The creepy old couple do not hang around much past the opening act, they are desperate to go away on holiday. So they hightail it out of there in the same way May and I did to the cinema the first chance we got to dump our dog, Mylo, on someone last Sunday. The vast majority of the film falls on the shoulders of Lauren Cohan as the American nanny looking to escape from the rest of the world. Whatever The Boy‘s problems are Cohan is not one of them. The juxtaposition of her modern American look to the olde worlde of the gothic mansion and its crusty characters works really well. Whilst she is initially mocking and disregarding of the situation she finds herself in, when Cohan does start taking her job seriously, and gets scared out of her wits, she’s never hysterical or irritating. Instead she is just really engaged in what she’s doing. It sounds like a simple thing for an actor to do – to engage with her surroundings with her performance – but it would be easy to not do this and just play the role as bonkers and shrill. However when weird stuff starts happening with Brahms, Cohan seems more to enjoy it than be fearful off it. Later when she picks up the boy and holds him to her, she does it with such intimacy and care that you can believe she is falling for this toy. Rupert Evans also pops up as kind of handy man so at least Cohan isn’t stuck talking to a an answering Brahms throughout the whole film.


So Cohan is really good. This is lucky because quite a lot of the movie seems more interested in what she looks like in a towel or knickers than building atmosphere.

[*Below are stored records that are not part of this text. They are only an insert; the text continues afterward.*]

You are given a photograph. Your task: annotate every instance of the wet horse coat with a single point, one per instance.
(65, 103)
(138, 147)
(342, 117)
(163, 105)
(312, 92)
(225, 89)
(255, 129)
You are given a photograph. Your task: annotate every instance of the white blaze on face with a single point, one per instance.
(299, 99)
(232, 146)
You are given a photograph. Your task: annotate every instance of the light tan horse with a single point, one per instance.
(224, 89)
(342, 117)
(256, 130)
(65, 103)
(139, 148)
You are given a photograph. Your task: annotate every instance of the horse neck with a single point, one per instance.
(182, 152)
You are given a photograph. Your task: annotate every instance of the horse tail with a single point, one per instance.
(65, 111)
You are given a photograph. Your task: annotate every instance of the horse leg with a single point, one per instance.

The film IS beautifully shot and keeps the house looking interesting throughout with lots of views through keyholes and into dark attics. This is good news considering director William Brent Bell’s last film was the much derided found footage feature The Devil Inside, but considering old dark houses virtually have atmosphere build into the walls there is surprisingly little of it. That’s not to say the film isn’t engaging because it is, it’s just not very scary.

Not that I think that a horror movie has to scary. It helps, but it’s not the be all and end all of horror. Which is fortunate – there are some jump scares but that’s not the same thing as a good, genuine fright. However the central mystery, that of is The Boy alive, is very compelling. And things move at a quick enough pace that the mystery is constantly demanding your attention with clever little clues and red herrings driving the narrative forward. Is the reveal satisfactory? I think that will depend on the viewer. For what it’s worth I liked it.

So maybe The Boy is no great shakes. It’s not the best killer doll movie – God is there a really good killer doll movie? I really liked Annabelle but I’m in the minority and suspect I’m just wrong there. Various Child’s Play films? Nah. Stuart Gordon’s Dolls? Magic? Trilogy of Terror? They’re all a little hokey. Let’s settle on the opening of first The Conjuring as the high water mark for terrifying children’s toys.

The Boy also isn’t the best young Nanny-under-threat movie – I love House of the Devil as I mentioned before but the best one of that sub genre is, and probably always will be, The Innocents with Deborah Kerr.

What The Boy is is a lot of fun. It’s brisk and doesn’t take itself so seriously that we end up watching our heroine wailing in the corner for half an hour. And in Lauren Cohan we have a genuinely interesting screen presence, free from her Walking Dead co-stars and given a chance to shine. Okay so her maim co-star is an inanimate object, The Boy not Rupert Evans, but surely that makes it even trickier to pull off?